Even so, my parents made sure that I knew we were the lucky ones, living in our suburban home. “Privilege” wasn’t a word we used growing up in the ‘90s but that’s what we had and my parents never let us forget it. They never let me forget about the injustices that our relatives and ancestors endured in the South or even closer to home growing up in northeastern Ohio. I don’t remember how old I was when I first learned about slavery and Jim Crow and segregation. It was just part of my culture and heritage, something I learned about the same way others might learn about their ancestral village back in Europe or Asia. I have a cousin who traced our family history back to the Cash Plantation in South Carolina but, like most African Americans, our family tree gets murky when you try to look back before emancipation. Growing up, my parents instilled in me a deep appreciation of history in general and Black history in particular. Learning about the history of injustice in this country was just a part of my upbringing and I could see in the news and in the personal stories of my own family that racism is still alive and well in America. Electing Barack Obama didn’t mean that the racial tensions in America were gone or healed. Injustice is not just a historical relic, it continues every single day – whether the news outlets cover it or not.

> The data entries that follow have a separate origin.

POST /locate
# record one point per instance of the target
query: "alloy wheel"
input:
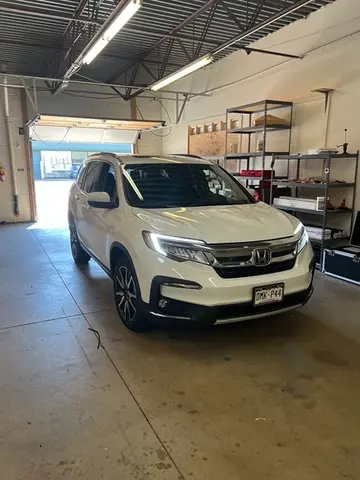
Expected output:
(125, 292)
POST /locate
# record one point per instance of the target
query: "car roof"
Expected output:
(141, 159)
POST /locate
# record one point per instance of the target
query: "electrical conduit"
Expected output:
(11, 150)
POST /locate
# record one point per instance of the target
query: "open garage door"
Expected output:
(59, 146)
(53, 128)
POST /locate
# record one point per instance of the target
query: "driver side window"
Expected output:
(107, 182)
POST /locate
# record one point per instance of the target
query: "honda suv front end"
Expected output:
(184, 241)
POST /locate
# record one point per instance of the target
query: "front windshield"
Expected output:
(167, 185)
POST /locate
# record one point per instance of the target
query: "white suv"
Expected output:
(183, 240)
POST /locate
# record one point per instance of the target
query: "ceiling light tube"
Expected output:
(192, 67)
(113, 28)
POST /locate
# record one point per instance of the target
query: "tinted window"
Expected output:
(80, 176)
(162, 185)
(107, 182)
(91, 177)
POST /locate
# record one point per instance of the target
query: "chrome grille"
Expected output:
(239, 260)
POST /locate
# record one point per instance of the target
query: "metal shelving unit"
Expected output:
(251, 111)
(324, 190)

So I knew why Colin Kaepernick was kneeling and I knew why “Black Lives Matter” became more than a slogan in the later years of the Obama administration. In recent years, with a smart phone camera in everyone’s pocket, I’ve seen more and more disturbing videos surface but three really stick in my psyche: Philando Castile bleeding and dying after being shot by a cop while his four year daughter sat in the back seat, Ahmaud Arbery being chased down and shot in the street and of course George Floyd. I saw the Philando Castile video in 2016, when my daughter was just two years old and I remember breaking down in tears when I heard that little four year old say: “it’s okay mommy” and hearing that small, precious voice trying to comfort a woman in open and raw grief. I watched it again as I drafted this post and the tears and pain are just as fresh as they were then. As a mother of small children, I know all too well the depths of caring a baby can have for their hurt and grieving mother. It broke my heart to see and hear that. No one should have to go through what that poor child went through at age four.

And now it’s 2020 and my country is on fire. After months of pent up anxiety and frustration from the COVID-19 pandemic, after the video of Ahmaud Arbery surfaced and drew outrage, we all saw the video of George Floyd’s death and many of us… snapped. Some of us snapped quietly in our homes, some snapped and took to the streets. Protests have turned violent, curfews have been enacted all over the country and answers are unclear. I’m angry and frustrated that the battles my parents fought in the ‘60s and ‘70s have just led us to the present day in 2020 where the same injustices and battles are still being fought today. Many of us are raw, we are emotional, we are frustrated, we are grieving and we are tired. I am tired.

I’ve been an emotional wreck this week for many reasons. Some personal reasons and some shared, community reasons. Old wounds are being picked open while I’m feeling like I’m living in a pressure cooker with no end in sight.

I do what I can for self-care but it can be hard for me to fully unwind and let go. I listen to music, I escape into the fantasy world of video games, I exercise and I go for walks and runs in my neighborhood, hoping that I’ll be safe. I’ve been talking to my family more, our conversations feel more like group therapy these days but I need it, we all do. I have a support network I can call on to vent out my frustrations and – thank you for reading this now – I write. I write in my own journals and I write these blogs. I don’t have answers to the problems in the world, I have no words of comfort or hope anymore even. All I have is my own experiences and that is what I offer in the hopes of connecting with someone else who may be feeling like me. At least that person will know they aren’t alone. At least I know that even in this hard and trying times, I did speak.